Irwin dropped us a note this week to let us know they’ve updated their Speedbor wood bits. Specifically, they thickened the cutting edge by 40% and expanded the shank by 25%, both changes designed to increase durability and lifespan.
Other features remain the same, like Irwin’s “Blue-Groove” point and cutting edge design, which they claim “provides fast chip removal and cuts quickly through wood” and double cutting spurs that “scribe the outside of the hole, reducing breakout and ensuring clean, true holes.”
Actually, I’m fascinated with the whole idea of how drills work. So often there’s a lot more to the science of drilling than one might suspect. My dad (a machinist and instructor pilot, among many other things) used to give me holy hell about looking up the correct speed for the material before slapping something on the drill press. The short version of his lecture: Don’t think of metal as so solid. Drills (and mill bits) actually cleave off small bits of metal, just like they do with softer materials like wood and plastic. Choosing the perfect bit angle, flute type and number, rotational speed, and feed rate make for a good, clean cut. Just setting the press to high speed and bearing down as hard as you can makes for an ugly mess and worn out/broken bits and gear.

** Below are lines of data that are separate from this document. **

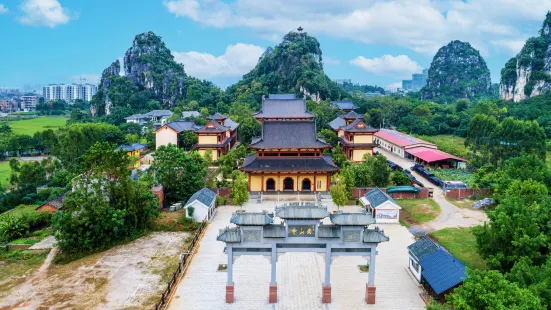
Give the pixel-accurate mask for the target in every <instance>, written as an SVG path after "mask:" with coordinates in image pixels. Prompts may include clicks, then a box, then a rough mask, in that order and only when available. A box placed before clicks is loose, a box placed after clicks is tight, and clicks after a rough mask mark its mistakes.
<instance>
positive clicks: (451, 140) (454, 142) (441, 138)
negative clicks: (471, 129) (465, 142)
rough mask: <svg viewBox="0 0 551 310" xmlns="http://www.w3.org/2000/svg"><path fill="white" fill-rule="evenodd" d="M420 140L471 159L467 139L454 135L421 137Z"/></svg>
mask: <svg viewBox="0 0 551 310" xmlns="http://www.w3.org/2000/svg"><path fill="white" fill-rule="evenodd" d="M419 138H420V139H422V140H425V141H427V142H430V143H434V144H436V145H437V146H438V149H439V150H441V151H443V152H446V153H450V154H452V155H455V156H459V157H461V158H465V159H469V150H468V149H467V147H466V146H465V138H461V137H458V136H453V135H437V136H419Z"/></svg>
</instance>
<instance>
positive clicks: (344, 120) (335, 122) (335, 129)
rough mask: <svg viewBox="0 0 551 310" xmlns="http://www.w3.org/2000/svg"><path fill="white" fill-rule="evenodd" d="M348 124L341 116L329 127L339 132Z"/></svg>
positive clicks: (330, 124)
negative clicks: (343, 127)
mask: <svg viewBox="0 0 551 310" xmlns="http://www.w3.org/2000/svg"><path fill="white" fill-rule="evenodd" d="M345 124H346V122H345V120H344V118H342V117H341V116H338V117H337V118H335V119H334V120H332V121H331V122H330V123H329V127H331V128H333V130H337V129H339V128H341V127H342V126H344V125H345Z"/></svg>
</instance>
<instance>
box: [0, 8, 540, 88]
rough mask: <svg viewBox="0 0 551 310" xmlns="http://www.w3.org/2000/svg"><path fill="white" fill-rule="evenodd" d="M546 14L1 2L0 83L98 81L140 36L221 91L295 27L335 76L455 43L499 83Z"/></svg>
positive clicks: (378, 79)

His other drill peeve: push-through around the hole in sheet metal. It’s a real bitch to make holes completely sans push-through bends in 20 gauge, but it’s worth it to avoid the lecture again.
Anyway, we haven’t had a chance to try out these new bits, but it wouldn’t surprise me at all if little changes in the edge and bit shape make a big difference in how they work. Let us know if you’ve tried ’em. Expect to pay around $3 to $20 for various sets.